In our experience, voglibose monotherapy or add-on therapy was safe for use in participants with T2DM, with no serious AEs reported. Flatulence and abdominal discomfort were the most commonly reported AEs and most AEs were of mild intensity. This is consistent with the safety and tolerability of voglibose reported in several studies.14,17,16,19–21 However, the underreporting of safety events, as suggested by the low rates of AEs, is a common problem in observational studies.7,17,22 In contrast to RCTs, the data collection of AEs was based on the voluntary reporting by the investigators, who are more likely to report serious AE in clinical practice.
The short observation period and the lack of a control group are the main limitations of this study. However, the latter increases the propensity of results to be more generalizable and replicable in clinical practice, which is necessary to complement the information retrieved from RCTs. Real-life studies and RCTs both have strengths and limitations and those should be appreciated as complementary to one another.

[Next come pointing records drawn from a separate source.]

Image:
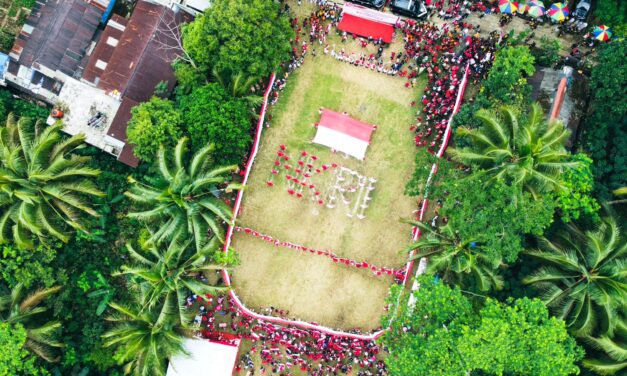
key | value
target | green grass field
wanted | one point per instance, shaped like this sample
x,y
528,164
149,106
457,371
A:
x,y
311,287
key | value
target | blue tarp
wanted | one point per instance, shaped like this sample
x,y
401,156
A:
x,y
4,64
107,13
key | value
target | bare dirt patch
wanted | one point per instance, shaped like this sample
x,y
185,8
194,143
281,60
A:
x,y
312,287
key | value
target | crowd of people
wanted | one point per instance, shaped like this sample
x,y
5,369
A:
x,y
399,274
441,54
282,348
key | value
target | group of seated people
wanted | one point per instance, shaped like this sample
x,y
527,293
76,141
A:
x,y
283,348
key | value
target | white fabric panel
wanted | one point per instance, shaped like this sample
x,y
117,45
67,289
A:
x,y
341,142
206,358
370,14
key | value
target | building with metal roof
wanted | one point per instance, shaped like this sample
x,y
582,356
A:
x,y
97,73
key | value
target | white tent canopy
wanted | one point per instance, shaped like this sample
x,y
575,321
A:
x,y
343,133
206,358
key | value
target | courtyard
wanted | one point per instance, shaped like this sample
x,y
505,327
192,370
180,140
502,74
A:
x,y
308,285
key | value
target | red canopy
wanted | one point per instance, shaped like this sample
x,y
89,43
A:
x,y
366,28
346,125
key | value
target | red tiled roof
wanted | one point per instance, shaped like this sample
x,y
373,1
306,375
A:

The strength of the VICTORY study is the large sample size from multiple real-life set-ups across India. This clearly supports widespread use of voglibose in patients with T2DM in real-world practice. Additionally, it also indicates enthusiasm and interest of both patients and healthcare professionals to be part of such undertakings. Having excluded the non-qualifying and incomplete data, we tried to optimize the quality of the data, which were utilized for the final analysis in this study.
Conclusions
The VICTORY study demonstrates real-life effectiveness of voglibose monotherapy or add-on therapy, which significantly reduced HbA1c, FBG, and PPBG in patients with T2DM. Voglibose was most commonly added with metformin and sulfonylureas. It was well-tolerated by the participants with T2DM without significant weight change. Efficacy of voglibose in a large population with T2DM seen in this study is the real-world reflection of the results obtained in randomized trials.